I sondaggi rivelano che il Psoe ha toccato minimi storici dalla morte del dittatore Francisco Franco. Mancano ancora 15 mesi alle prossime politiche spagnole, ma già il Palazzo della politica a Madrid è agitato dal dibattito sotterraneo aperto sulla successione del premier. Per il «zapaterismo è l’inizio della fine », annuncia in copertina il settimanale Cambio 16 . «Despues de Zapatero, què?» (Cosa, dopo Zapatero?) si interroga Tiempo . Lui intanto avvolge la sua terza candidatura, nel 2012, nel mistero. Non vuole sbilanciarsi, sa che oggi non ne avrebbe la forza. Il suo livello di popolarità è ormai a terra. Ormai in molti, quando pensano al futuro, parlano di Alfredo Rubalcaba, oggi il politico più popolare nel Paese.

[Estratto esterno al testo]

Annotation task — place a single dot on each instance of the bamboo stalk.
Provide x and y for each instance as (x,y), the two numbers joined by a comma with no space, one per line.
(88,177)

«Nel Psoe si parla apertamente del futuro senza Zapatero: è un po’ come discutere del testamento accanto al letto del moribondo» scrive Publico. Anche in Catalogna, la sua regione, nelle elezioni di novembre è uscito distrutto. I socialisti hanno perso la guida della regione e hanno ottenuto il loro peggior risultato di sempre. E i pronostici non sono migliori per le regionali e le amministrative nazionali del maggio 2011. A quel punto allora Zapatero scioglierà il dubbio sulla propria ricandidatura. E allora non sarà semplice.